Longevity has become United's philosophy thanks to the glories Ferguson brought to the club in exchange for its initial patience and his replacement in turn will surely enjoy more time than the tabloids and phone-ins demand. This team is Ferguson's still and one transfer window will not alter that fact. United supporters may shudder at the prospect of Moyes forging a team in his own image but it would be churlish to judge him fully before that point.  

That said, nothing should distract from the significant funds committed to the summer signing of the underwhelming Marouane Fellaini. Like his boss, Fellaini is hardly an unheralded nobody drafted in to bear the weight of the club's new dawn. A centrepiece of a Belgian national team widely regarded as one of Europe's most talented units, he was superb under Moyes at Goodison Park. Tall, athletic, technically sound and a daunting aerial threat, Fellaini has proven himself in the Premier League trenches. There is a distinct sense, however, that Everton got the better end of the deal and, considering the outlay, it is especially puzzling that he should be so misused by a manager aware of all that he brings to a team.

The general consensus holds that Ferguson pulled his team through its more recent title triumphs, an assertion which seems particularly true of last season's victory. Those same players look bereft of confidence now, shorn as they are of the old manager's imposing presence. The theory that Ferguson jumped ship when he realised that he'd drawn the maximum amount from this group may be accurate.

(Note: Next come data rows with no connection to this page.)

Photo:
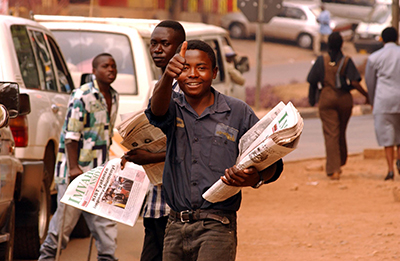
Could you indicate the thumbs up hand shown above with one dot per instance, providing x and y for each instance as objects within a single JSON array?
[{"x": 177, "y": 62}]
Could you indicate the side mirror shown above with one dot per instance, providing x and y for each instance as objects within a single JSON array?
[
  {"x": 86, "y": 77},
  {"x": 24, "y": 104},
  {"x": 9, "y": 97},
  {"x": 4, "y": 116},
  {"x": 242, "y": 64}
]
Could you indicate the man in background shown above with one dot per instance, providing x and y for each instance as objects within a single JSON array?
[
  {"x": 382, "y": 78},
  {"x": 165, "y": 39},
  {"x": 84, "y": 144}
]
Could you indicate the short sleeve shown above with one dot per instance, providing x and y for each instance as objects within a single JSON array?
[{"x": 351, "y": 71}]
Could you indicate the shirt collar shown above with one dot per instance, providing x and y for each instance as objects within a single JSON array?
[{"x": 389, "y": 44}]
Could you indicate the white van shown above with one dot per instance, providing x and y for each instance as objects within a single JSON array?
[
  {"x": 31, "y": 58},
  {"x": 81, "y": 38},
  {"x": 367, "y": 38}
]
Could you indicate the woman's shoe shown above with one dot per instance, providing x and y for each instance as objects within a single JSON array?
[
  {"x": 335, "y": 176},
  {"x": 390, "y": 175}
]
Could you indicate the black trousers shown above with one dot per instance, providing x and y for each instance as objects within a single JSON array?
[{"x": 154, "y": 229}]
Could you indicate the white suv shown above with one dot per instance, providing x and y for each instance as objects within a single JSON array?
[{"x": 32, "y": 58}]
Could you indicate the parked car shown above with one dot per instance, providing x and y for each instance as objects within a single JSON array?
[
  {"x": 297, "y": 21},
  {"x": 367, "y": 38},
  {"x": 81, "y": 38},
  {"x": 10, "y": 167},
  {"x": 31, "y": 57}
]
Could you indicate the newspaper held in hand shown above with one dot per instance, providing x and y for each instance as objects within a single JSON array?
[
  {"x": 110, "y": 192},
  {"x": 138, "y": 133},
  {"x": 270, "y": 139}
]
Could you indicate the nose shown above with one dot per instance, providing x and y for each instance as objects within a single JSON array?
[{"x": 192, "y": 72}]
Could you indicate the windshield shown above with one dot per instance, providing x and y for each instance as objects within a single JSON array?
[
  {"x": 316, "y": 10},
  {"x": 380, "y": 14}
]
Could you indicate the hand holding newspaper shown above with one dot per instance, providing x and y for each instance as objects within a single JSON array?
[
  {"x": 138, "y": 133},
  {"x": 110, "y": 192},
  {"x": 271, "y": 138}
]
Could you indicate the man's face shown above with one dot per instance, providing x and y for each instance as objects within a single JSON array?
[
  {"x": 163, "y": 44},
  {"x": 106, "y": 70},
  {"x": 197, "y": 75}
]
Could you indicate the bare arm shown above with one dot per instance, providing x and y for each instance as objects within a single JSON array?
[
  {"x": 142, "y": 157},
  {"x": 247, "y": 177},
  {"x": 71, "y": 148},
  {"x": 163, "y": 88}
]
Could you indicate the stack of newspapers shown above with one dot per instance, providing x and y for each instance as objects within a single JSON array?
[
  {"x": 270, "y": 139},
  {"x": 138, "y": 133}
]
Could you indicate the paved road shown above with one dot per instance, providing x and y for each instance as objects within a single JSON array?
[{"x": 360, "y": 135}]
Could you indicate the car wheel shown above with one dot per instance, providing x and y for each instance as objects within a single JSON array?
[
  {"x": 305, "y": 41},
  {"x": 32, "y": 228},
  {"x": 7, "y": 248},
  {"x": 237, "y": 31}
]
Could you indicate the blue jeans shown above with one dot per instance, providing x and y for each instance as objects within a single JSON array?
[
  {"x": 103, "y": 230},
  {"x": 203, "y": 240}
]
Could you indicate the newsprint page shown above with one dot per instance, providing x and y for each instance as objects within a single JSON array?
[{"x": 110, "y": 192}]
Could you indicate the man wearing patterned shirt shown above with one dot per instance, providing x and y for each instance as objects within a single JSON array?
[
  {"x": 165, "y": 39},
  {"x": 84, "y": 144}
]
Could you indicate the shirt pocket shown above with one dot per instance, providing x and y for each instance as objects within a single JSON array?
[{"x": 223, "y": 154}]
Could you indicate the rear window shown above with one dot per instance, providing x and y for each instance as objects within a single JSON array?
[
  {"x": 80, "y": 47},
  {"x": 26, "y": 57}
]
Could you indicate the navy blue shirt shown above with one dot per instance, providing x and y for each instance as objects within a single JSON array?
[{"x": 200, "y": 148}]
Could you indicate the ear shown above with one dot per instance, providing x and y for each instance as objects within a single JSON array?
[{"x": 215, "y": 71}]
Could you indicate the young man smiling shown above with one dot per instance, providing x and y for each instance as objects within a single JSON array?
[{"x": 197, "y": 123}]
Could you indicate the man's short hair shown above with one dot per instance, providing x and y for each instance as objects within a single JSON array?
[
  {"x": 202, "y": 46},
  {"x": 335, "y": 41},
  {"x": 389, "y": 34},
  {"x": 95, "y": 61},
  {"x": 176, "y": 26}
]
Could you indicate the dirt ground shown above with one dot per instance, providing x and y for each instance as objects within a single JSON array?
[{"x": 306, "y": 216}]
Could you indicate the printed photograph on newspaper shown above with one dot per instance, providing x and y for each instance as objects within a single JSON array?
[{"x": 110, "y": 192}]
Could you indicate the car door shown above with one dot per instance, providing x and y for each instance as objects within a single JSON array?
[
  {"x": 55, "y": 83},
  {"x": 287, "y": 24}
]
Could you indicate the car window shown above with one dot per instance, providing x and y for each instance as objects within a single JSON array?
[
  {"x": 26, "y": 58},
  {"x": 43, "y": 58},
  {"x": 64, "y": 78},
  {"x": 80, "y": 47},
  {"x": 295, "y": 13},
  {"x": 217, "y": 50}
]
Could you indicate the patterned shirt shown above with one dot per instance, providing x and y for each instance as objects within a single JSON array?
[{"x": 87, "y": 121}]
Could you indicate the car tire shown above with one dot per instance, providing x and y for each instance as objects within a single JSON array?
[
  {"x": 305, "y": 41},
  {"x": 7, "y": 248},
  {"x": 237, "y": 31},
  {"x": 32, "y": 228}
]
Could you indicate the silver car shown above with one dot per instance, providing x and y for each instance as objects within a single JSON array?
[{"x": 297, "y": 21}]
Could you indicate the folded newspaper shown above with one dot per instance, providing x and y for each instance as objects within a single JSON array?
[
  {"x": 270, "y": 139},
  {"x": 138, "y": 133},
  {"x": 110, "y": 192}
]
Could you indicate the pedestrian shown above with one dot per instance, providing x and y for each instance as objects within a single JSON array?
[
  {"x": 203, "y": 128},
  {"x": 235, "y": 74},
  {"x": 337, "y": 75},
  {"x": 84, "y": 144},
  {"x": 164, "y": 41},
  {"x": 382, "y": 78},
  {"x": 324, "y": 20}
]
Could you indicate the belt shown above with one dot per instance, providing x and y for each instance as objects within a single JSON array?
[{"x": 187, "y": 216}]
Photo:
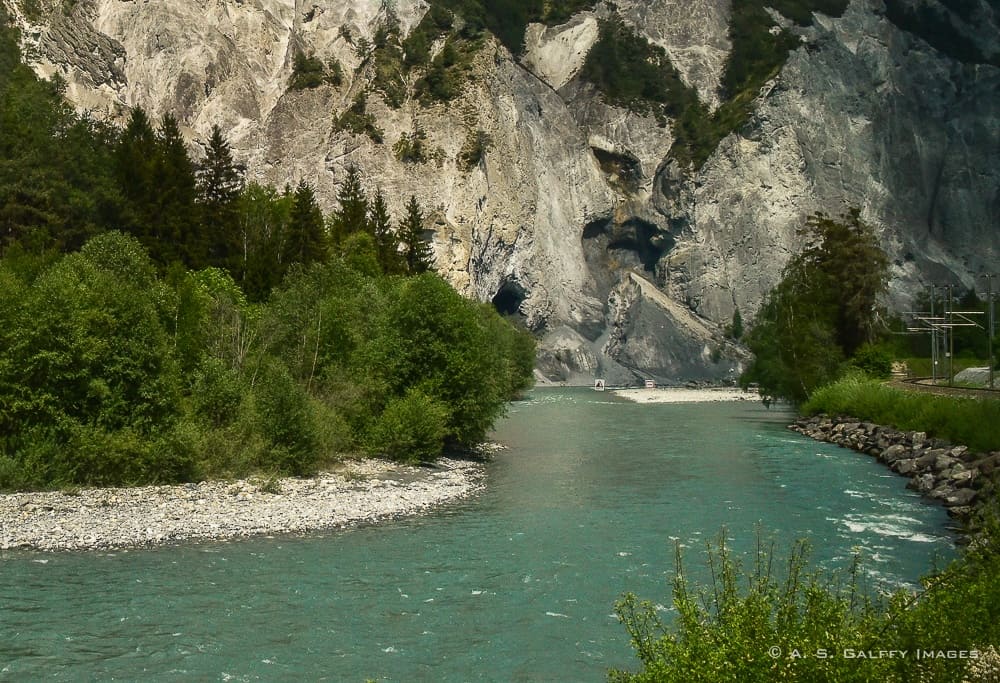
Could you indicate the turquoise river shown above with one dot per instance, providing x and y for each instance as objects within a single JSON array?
[{"x": 515, "y": 584}]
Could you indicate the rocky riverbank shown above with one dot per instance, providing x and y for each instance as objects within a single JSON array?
[
  {"x": 359, "y": 492},
  {"x": 957, "y": 477}
]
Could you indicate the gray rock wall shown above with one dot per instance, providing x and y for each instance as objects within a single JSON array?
[{"x": 575, "y": 203}]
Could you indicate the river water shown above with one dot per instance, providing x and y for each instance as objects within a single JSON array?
[{"x": 515, "y": 584}]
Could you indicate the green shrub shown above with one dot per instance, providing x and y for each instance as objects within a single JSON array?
[
  {"x": 969, "y": 421},
  {"x": 752, "y": 624},
  {"x": 282, "y": 407},
  {"x": 473, "y": 149},
  {"x": 411, "y": 148},
  {"x": 357, "y": 120},
  {"x": 309, "y": 71},
  {"x": 726, "y": 631},
  {"x": 874, "y": 361},
  {"x": 411, "y": 429}
]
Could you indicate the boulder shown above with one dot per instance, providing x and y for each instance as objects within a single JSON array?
[
  {"x": 894, "y": 453},
  {"x": 960, "y": 497}
]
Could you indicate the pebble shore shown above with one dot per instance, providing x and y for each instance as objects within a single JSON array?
[{"x": 359, "y": 492}]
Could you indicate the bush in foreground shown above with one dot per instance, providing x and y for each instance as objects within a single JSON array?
[{"x": 808, "y": 625}]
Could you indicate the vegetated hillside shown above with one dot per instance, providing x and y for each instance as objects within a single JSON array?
[
  {"x": 163, "y": 320},
  {"x": 556, "y": 159}
]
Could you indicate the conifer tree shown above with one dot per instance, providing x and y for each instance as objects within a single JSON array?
[
  {"x": 352, "y": 213},
  {"x": 417, "y": 253},
  {"x": 135, "y": 157},
  {"x": 174, "y": 180},
  {"x": 305, "y": 237},
  {"x": 220, "y": 180},
  {"x": 380, "y": 227}
]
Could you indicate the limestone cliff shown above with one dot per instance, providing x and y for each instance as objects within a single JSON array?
[{"x": 576, "y": 219}]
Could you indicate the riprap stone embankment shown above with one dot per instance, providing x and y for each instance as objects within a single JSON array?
[{"x": 961, "y": 479}]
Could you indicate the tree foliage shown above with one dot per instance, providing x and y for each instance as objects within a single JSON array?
[
  {"x": 417, "y": 254},
  {"x": 821, "y": 312},
  {"x": 194, "y": 326},
  {"x": 756, "y": 624}
]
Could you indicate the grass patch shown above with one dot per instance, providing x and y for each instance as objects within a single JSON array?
[{"x": 974, "y": 422}]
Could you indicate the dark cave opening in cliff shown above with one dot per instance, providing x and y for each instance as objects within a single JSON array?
[
  {"x": 507, "y": 301},
  {"x": 644, "y": 239}
]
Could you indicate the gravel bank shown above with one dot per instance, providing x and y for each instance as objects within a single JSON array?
[
  {"x": 360, "y": 492},
  {"x": 684, "y": 395}
]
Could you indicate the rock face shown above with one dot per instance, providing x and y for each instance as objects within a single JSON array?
[{"x": 575, "y": 220}]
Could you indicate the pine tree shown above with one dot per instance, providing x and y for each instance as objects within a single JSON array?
[
  {"x": 416, "y": 252},
  {"x": 380, "y": 227},
  {"x": 177, "y": 192},
  {"x": 220, "y": 180},
  {"x": 135, "y": 160},
  {"x": 352, "y": 212},
  {"x": 305, "y": 237}
]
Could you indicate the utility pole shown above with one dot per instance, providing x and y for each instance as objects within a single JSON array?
[
  {"x": 933, "y": 341},
  {"x": 951, "y": 338},
  {"x": 989, "y": 327}
]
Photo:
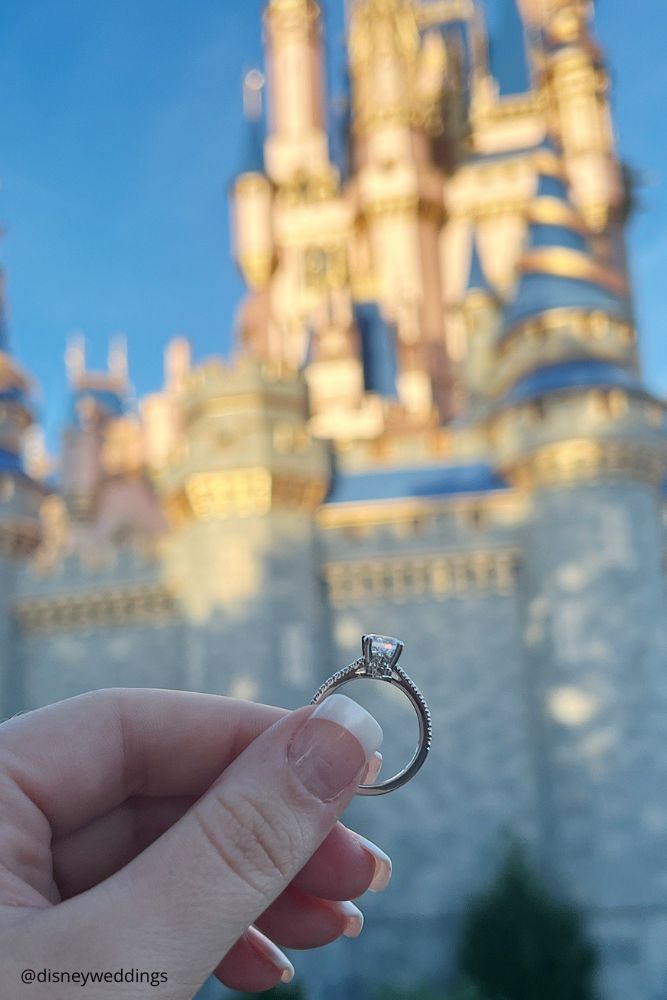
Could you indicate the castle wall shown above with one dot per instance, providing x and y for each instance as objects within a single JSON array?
[
  {"x": 444, "y": 829},
  {"x": 596, "y": 647},
  {"x": 83, "y": 627}
]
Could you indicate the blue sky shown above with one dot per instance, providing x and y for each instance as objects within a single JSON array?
[{"x": 119, "y": 130}]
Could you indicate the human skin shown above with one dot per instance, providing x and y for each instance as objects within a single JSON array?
[{"x": 181, "y": 832}]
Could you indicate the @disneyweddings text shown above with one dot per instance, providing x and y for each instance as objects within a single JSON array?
[{"x": 80, "y": 977}]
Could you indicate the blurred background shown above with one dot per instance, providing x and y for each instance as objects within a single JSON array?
[{"x": 325, "y": 319}]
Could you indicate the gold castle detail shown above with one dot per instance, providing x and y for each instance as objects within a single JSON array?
[{"x": 365, "y": 335}]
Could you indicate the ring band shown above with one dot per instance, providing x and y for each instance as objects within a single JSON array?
[{"x": 379, "y": 658}]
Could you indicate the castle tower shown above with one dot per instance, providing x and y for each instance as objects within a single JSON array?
[
  {"x": 577, "y": 430},
  {"x": 575, "y": 82},
  {"x": 567, "y": 305},
  {"x": 241, "y": 557},
  {"x": 20, "y": 499},
  {"x": 480, "y": 309},
  {"x": 105, "y": 482},
  {"x": 398, "y": 192}
]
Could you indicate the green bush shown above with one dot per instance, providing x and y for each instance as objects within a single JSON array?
[
  {"x": 292, "y": 991},
  {"x": 465, "y": 991},
  {"x": 518, "y": 942}
]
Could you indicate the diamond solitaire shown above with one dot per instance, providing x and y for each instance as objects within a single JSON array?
[{"x": 379, "y": 661}]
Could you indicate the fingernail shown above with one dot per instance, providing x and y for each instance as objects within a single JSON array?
[
  {"x": 383, "y": 865},
  {"x": 354, "y": 919},
  {"x": 331, "y": 748},
  {"x": 373, "y": 768},
  {"x": 269, "y": 951}
]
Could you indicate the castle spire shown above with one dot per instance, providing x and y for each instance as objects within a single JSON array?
[
  {"x": 558, "y": 268},
  {"x": 252, "y": 194},
  {"x": 297, "y": 141}
]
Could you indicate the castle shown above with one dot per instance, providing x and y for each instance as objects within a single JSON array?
[{"x": 433, "y": 426}]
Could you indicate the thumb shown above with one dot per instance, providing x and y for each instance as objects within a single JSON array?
[{"x": 196, "y": 889}]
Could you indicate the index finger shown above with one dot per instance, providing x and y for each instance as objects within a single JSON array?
[{"x": 80, "y": 758}]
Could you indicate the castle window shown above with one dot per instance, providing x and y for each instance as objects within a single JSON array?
[
  {"x": 618, "y": 403},
  {"x": 599, "y": 324}
]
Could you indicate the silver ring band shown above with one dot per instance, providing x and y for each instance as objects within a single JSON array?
[{"x": 379, "y": 662}]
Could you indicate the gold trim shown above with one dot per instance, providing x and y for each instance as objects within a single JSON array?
[
  {"x": 415, "y": 577},
  {"x": 585, "y": 459},
  {"x": 409, "y": 204},
  {"x": 378, "y": 513},
  {"x": 232, "y": 402},
  {"x": 19, "y": 537},
  {"x": 547, "y": 162},
  {"x": 438, "y": 12},
  {"x": 243, "y": 493},
  {"x": 105, "y": 609},
  {"x": 587, "y": 324},
  {"x": 250, "y": 181},
  {"x": 567, "y": 263}
]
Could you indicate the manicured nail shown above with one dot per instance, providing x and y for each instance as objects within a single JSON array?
[
  {"x": 330, "y": 750},
  {"x": 354, "y": 919},
  {"x": 373, "y": 769},
  {"x": 271, "y": 953},
  {"x": 383, "y": 866}
]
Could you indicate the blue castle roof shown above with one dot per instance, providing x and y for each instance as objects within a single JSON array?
[
  {"x": 378, "y": 349},
  {"x": 477, "y": 280},
  {"x": 508, "y": 58},
  {"x": 107, "y": 400},
  {"x": 251, "y": 150},
  {"x": 429, "y": 481},
  {"x": 10, "y": 462},
  {"x": 568, "y": 376},
  {"x": 541, "y": 290}
]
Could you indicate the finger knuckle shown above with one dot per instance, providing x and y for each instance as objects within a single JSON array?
[{"x": 251, "y": 840}]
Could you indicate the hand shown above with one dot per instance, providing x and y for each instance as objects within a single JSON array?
[{"x": 149, "y": 829}]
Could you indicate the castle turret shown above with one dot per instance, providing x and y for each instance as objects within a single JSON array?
[
  {"x": 252, "y": 195},
  {"x": 105, "y": 469},
  {"x": 241, "y": 557},
  {"x": 399, "y": 194},
  {"x": 20, "y": 500},
  {"x": 297, "y": 143},
  {"x": 576, "y": 85},
  {"x": 567, "y": 305},
  {"x": 480, "y": 308},
  {"x": 577, "y": 431}
]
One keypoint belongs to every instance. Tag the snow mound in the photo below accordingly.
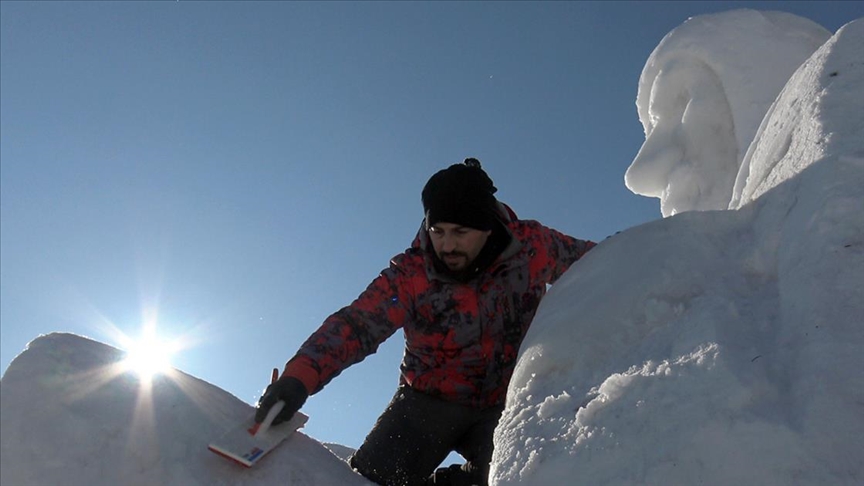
(71, 416)
(716, 347)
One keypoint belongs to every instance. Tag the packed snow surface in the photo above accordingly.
(717, 347)
(709, 347)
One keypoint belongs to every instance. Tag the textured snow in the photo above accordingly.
(710, 347)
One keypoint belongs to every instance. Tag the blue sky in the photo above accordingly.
(239, 171)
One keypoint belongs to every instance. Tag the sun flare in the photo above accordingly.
(149, 354)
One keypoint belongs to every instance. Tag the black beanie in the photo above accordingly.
(461, 194)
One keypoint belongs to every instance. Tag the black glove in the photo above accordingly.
(288, 389)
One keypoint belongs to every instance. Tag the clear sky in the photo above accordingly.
(238, 171)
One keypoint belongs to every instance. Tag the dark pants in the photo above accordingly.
(417, 431)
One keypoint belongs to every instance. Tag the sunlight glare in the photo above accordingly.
(150, 354)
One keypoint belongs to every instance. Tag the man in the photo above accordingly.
(464, 294)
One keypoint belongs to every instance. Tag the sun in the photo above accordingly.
(148, 355)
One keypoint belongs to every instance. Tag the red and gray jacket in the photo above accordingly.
(462, 338)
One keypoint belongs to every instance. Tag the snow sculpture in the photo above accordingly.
(702, 94)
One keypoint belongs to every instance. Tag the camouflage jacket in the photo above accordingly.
(462, 339)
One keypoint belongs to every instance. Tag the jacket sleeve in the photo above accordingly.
(554, 252)
(353, 332)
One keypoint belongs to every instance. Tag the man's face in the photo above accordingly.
(457, 246)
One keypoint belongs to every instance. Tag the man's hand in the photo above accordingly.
(288, 389)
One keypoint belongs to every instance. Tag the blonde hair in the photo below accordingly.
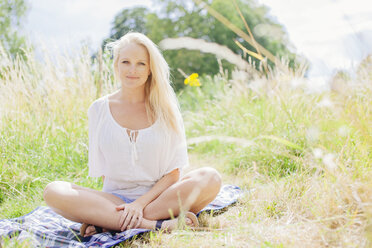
(160, 99)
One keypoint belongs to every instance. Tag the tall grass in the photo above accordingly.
(303, 159)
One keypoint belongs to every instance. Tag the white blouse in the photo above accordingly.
(131, 166)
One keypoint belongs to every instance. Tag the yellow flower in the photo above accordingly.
(193, 80)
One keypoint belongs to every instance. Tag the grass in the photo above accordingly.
(303, 159)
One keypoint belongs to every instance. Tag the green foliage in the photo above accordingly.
(11, 15)
(184, 18)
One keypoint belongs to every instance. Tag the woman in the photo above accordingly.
(137, 145)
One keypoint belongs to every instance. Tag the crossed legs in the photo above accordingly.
(192, 193)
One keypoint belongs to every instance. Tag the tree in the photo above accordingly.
(185, 18)
(11, 13)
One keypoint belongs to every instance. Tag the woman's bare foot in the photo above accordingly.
(87, 230)
(190, 220)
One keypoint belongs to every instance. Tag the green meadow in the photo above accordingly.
(302, 158)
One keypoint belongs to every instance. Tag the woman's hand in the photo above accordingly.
(131, 216)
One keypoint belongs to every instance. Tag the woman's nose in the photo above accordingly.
(132, 68)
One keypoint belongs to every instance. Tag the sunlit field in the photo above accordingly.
(302, 158)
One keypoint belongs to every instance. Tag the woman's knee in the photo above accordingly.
(54, 190)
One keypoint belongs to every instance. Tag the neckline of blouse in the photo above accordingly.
(120, 126)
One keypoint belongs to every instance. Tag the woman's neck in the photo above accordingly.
(136, 95)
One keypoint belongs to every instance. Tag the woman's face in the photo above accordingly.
(133, 65)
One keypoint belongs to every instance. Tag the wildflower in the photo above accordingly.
(193, 80)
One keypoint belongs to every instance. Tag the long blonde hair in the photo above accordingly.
(160, 100)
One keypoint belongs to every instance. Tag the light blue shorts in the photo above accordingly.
(124, 198)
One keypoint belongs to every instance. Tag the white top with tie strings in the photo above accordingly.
(132, 161)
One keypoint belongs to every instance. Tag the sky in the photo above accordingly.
(331, 34)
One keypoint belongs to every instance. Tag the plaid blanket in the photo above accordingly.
(43, 227)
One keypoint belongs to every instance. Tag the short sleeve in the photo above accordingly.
(178, 157)
(95, 157)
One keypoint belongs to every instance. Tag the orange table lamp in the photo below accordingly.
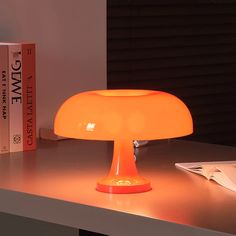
(123, 116)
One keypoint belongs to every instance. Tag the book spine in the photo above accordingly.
(15, 98)
(4, 116)
(29, 96)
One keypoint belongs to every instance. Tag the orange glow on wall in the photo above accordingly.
(123, 116)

That he exited stage left when faced with stagnating transfer budgets is also a strong possibility. On the other hand there are those who suggest that he cynically handpicked Moyes to fail, such failure then burnishing his own already exalted image. Whatever his reputation this is a machiavellian fantasy completely undone by the common knowledge that Ferguson was central to the process of selecting his successor. United supporters are not so myopic that they would blame Moyes for the team's troubles but continue to hold in the highest esteem the man who had essentially installed him. 

As far as Manchester United is concerned, these are unfamiliar waters and it will likely prove impossible for Moyes to replicate the highs that became routine under Ferguson. In spite of this, critics must be careful to assess him on the basis of his own strengths and weaknesses rather than those of somebody else.